As of summer 2019, only three (3) plant patents had ever been granted on cannabis plants. The first cannabis plant patent was PP27,475 on Ecuadorian Sativa, issued just four years ago on December 20, 2016 to Steven Kubby. The second cannabis plant patent was PP30,434 on LW-BB1. It issued on April 23, 2019 and is now owned by Green Brands LLC. A third cannabis plant patent, PP30,668 on DD-CT-BR5, issued shortly thereafter on July 9, 2019, and is now owned by Cannagen LLC.
Also in the summer of 2019, a hemp plant patent PP30,639 on CW2A was granted to Joel Stanley on the famed Charlotte’s Web strain used to treat a severe form of childhood epilepsy. It is owned by CWB Holdings, Inc. Hemp plants are in the genus Cannabis, but by definition they have less than 0.3% of the psychoactive compound tetrahydrocannabinol (THC).
In 2020, another nine (9) cannabis plant patents issued. Eight of these patents were filed by Biotech Institute, LLC, as reported earlier this year. The Biotech Institute patents are: PP31,535 on Lemon Crush OG, PP31,707 on Grape Lolipop, PP31,724 on Primo Cherry, PP31,752 on Cake Batter Cookies, PP31,874 on Holy Crunch, PP31,917 on Raspberry Punch, PP31,918 on Rainbow Gummeez, and PP32,473 on Bihemp 050924. The ninth of these patents is PP32,318 on MR2017002, and it is owned by Aurora Cannabis Enterprises, Inc.
Requirements for Cannabis Plant Patents
Additional applications for cannabis plant patents have been filed and some remain pending. Many of those have been rejected, though, because they do not satisfy the requirements of the patent office, and many had to be abandoned because the problems could not be fixed. The disclosure requirements for plant patents are supposedly relaxed compared to utility patents, but the patent examiners are requiring considerable detail for cannabis plant patents.
For example, an application for any plant patent must include a detailed botanical description of the plant, including the characteristics that distinguish it from previously existing plants. The application must also specify how and where the plant was asexually propagated. The examiners of cannabis plant patents are requiring technical details about the manner of propagation, clear identification of the place of propagation, and scientific descriptions as to how reported levels of THC and CBD were determined.
The examiners are also particular about the plant name. By law, a US plant patent constitutes registration under the International Union for the Protection of New Varieties of Plants (UPOV), so long as it includes a name for the plant variety. Some of the issued cannabis plant patents have colorful names and some do not. If another party has a trademark on the proposed varietal name, the Examiner may reject the application and require that the name be changed.
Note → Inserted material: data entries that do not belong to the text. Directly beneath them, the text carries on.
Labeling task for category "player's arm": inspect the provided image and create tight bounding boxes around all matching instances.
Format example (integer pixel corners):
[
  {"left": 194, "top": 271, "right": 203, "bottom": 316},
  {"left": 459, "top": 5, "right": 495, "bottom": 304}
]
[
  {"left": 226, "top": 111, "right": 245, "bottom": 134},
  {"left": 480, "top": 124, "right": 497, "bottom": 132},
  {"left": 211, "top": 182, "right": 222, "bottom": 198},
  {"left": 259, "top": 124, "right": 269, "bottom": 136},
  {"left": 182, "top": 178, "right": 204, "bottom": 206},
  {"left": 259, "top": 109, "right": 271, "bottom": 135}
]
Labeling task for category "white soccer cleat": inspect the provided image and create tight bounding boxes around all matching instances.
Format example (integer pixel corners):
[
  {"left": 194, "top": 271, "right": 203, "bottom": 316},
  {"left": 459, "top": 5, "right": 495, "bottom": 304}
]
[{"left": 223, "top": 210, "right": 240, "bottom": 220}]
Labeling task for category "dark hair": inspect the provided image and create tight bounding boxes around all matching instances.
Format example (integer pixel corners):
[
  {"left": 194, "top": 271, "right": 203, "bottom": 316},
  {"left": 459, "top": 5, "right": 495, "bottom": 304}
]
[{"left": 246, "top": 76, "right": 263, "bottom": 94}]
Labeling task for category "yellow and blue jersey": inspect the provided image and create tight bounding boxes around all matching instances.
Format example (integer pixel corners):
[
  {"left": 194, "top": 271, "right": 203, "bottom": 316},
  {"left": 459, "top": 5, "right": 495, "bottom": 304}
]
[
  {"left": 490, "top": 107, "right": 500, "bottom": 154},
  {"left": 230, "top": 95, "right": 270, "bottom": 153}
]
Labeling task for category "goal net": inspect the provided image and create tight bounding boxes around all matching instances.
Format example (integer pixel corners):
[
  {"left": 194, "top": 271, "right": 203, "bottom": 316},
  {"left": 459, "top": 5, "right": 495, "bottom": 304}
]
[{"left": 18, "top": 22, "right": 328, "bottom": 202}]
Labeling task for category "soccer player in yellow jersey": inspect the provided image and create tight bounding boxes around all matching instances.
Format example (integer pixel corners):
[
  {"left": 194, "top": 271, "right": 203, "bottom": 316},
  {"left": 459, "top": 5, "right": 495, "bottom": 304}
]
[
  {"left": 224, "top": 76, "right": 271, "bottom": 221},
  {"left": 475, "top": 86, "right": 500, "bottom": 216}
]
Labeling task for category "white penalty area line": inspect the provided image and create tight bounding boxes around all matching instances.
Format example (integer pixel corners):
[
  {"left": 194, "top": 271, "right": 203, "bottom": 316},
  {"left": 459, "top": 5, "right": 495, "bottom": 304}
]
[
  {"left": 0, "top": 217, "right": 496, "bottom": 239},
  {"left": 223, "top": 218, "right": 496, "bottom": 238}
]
It may be possible, in some situations, to get a utility patent that covers cannabis plants as defined by certain features, especially genotypic features. The twelve cannabis plant patents issued to date confirm, however, that it is now possible to patent a distinctive cannabis mother plant — so long as the application is properly prepared. As we look toward 2021, we expect to see more cannabis plant patents.